# Wait, Is That Backpack … Floating?

This looks crazy. I mean, it’s a cool invention—the idea of the HoverGlide pack is to reduce the awkward bouncing and jolting you get with ordinary backpacks. But watching it makes my brain freak out a little. It kind of messes with your sense of how things should move.

The trick, I think, is that the bag is suspended on some kind of elastic cord. When your body moves up, it increases the force pulling up on the pack. But since the force increases only gradually with the elastic suspension (compared to the quick jerk you’d get from a stiff harness), it takes time for the upward velocity of the load to increase. By the time it starts moving up, your body is already coming back down.

That's the short explanation. But there’s more going on here than meets the eye. Let’s unpack the physics of this thing!

Why Do Backpacks Bounce?

First of all, why is this even needed? If you’ve ever tried to hustle with a heavily laden pack (late for class again, hmm?), you know how it jostles and jolts, all out of rhythm with your motion.
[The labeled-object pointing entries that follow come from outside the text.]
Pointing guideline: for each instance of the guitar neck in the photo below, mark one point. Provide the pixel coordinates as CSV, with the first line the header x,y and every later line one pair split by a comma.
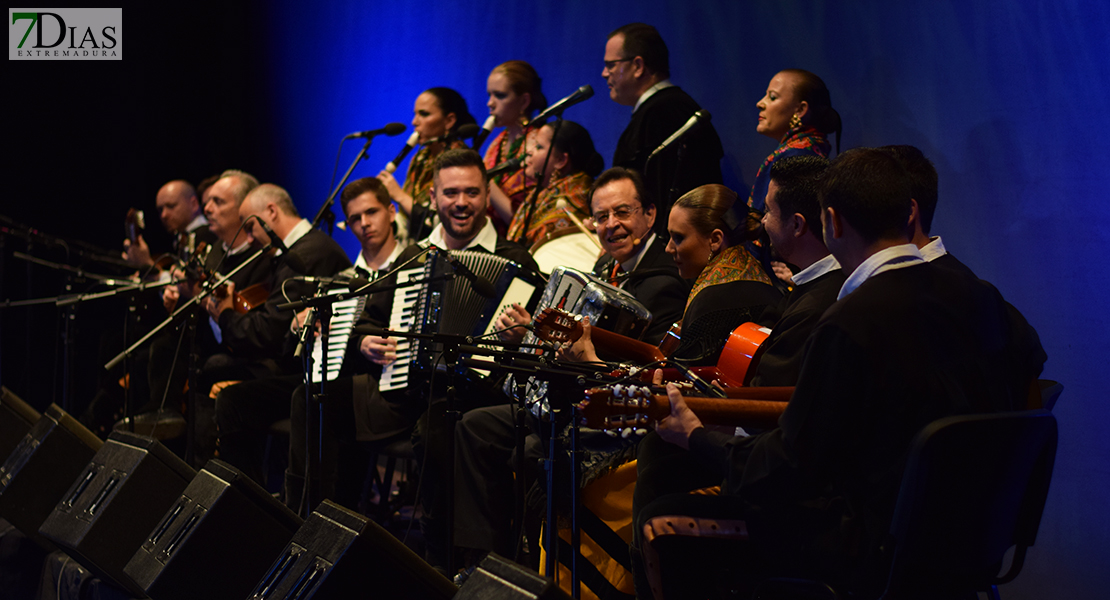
x,y
625,347
735,412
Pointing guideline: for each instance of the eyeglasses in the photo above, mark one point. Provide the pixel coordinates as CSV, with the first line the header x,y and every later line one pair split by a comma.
x,y
609,64
621,213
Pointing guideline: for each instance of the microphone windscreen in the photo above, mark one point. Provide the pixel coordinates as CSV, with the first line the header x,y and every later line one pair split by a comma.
x,y
357,283
295,263
468,130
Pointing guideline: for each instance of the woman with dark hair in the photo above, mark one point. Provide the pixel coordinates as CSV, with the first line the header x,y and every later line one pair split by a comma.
x,y
708,231
436,113
572,164
796,112
515,94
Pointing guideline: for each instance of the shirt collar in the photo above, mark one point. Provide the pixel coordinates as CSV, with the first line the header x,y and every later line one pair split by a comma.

But why is that? Shouldn’t it just move up and down with you?

After all, once you leave the ground, there is a gravitational force on both you and the pack. Since the gravitational force on an object depends on its mass, and the acceleration depends on the same mass, objects with different masses should have the same acceleration. This is why a bowling ball and a baseball dropped from a height will hit the ground at the same time. It seems like the backpack and person should also have the same acceleration and "fall" together.

But here's the deal: The connection of the straps to your shoulders acts sort of like a spring. There’s some give in it. Things in real life aren't perfectly rigid. Everything bends and squishes a little bit when there is an applied force. In fact, we can model this squishiness as if it were an actual spring—which is nice, because springs are easy to model!

The key to springs is that the force they exert is proportional to how much they’re compressed or stretched. This is called Hooke's law, and the proportionality constant relating force and compression is called the spring constant, k. You can think of it as the stiffness of the spring.